Les femmes ne furent pas épargnées. Plusieurs de celles qui avaient accompagné la colonne, subirent de rigoureuses condamnations. C'est ainsi que Césarine Icard fut condamnée à dix ans de déportation. Il en fut de même d'Angélique Bérenguier, de Julie Isnard, de Josephine Maire, Catherine Truc, Solange Lonjon, Appolline Lonjon, furent condamnées à cinq ans de transportation. Madame Ferrier et son mari eurent le bonheur de passser en Amérique!

Ces chiffres sont d'une éloquence suprême. Plus tard un certain nombre de ces condamnations furent diminuées, supprimées, commuées par M. Quentin-Bauchart, commissaire délégué par le Président pour réviser les décisions des commissions mixtes!
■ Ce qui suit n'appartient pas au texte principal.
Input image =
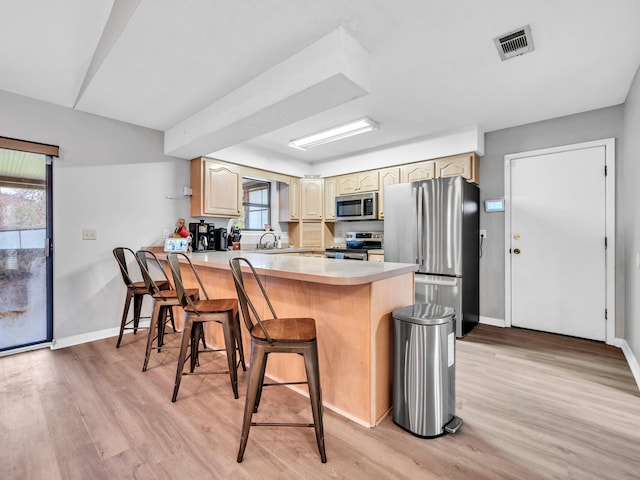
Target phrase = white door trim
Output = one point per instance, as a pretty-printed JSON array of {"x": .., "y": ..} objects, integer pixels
[{"x": 610, "y": 217}]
Mais la part faite à ce département dans les listes de proscription et d'exil, n'en resta pas moins considérable, et le Var a gardé le deuil de beaucoup de ses enfants les plus généreux, qui sont allés mourir sans

secours, sans soutiens, sans consolations sur le sol brûlant de l'Afrique ou sous les climats meurtriers de Cayenne (1)!

Le coup d'État n'avait plus rien à redouter désormais, et pour longtemps tout était dit!

(1) « Que de veuves, d'orphelins, de proscrits, de familles rui«nées, de villages entiers dépeuplés et misérables, une fusillade « d'un quart d'heure peut faire dans toute une province, dans << tout un empire! » (MAQUAN, p. 118.)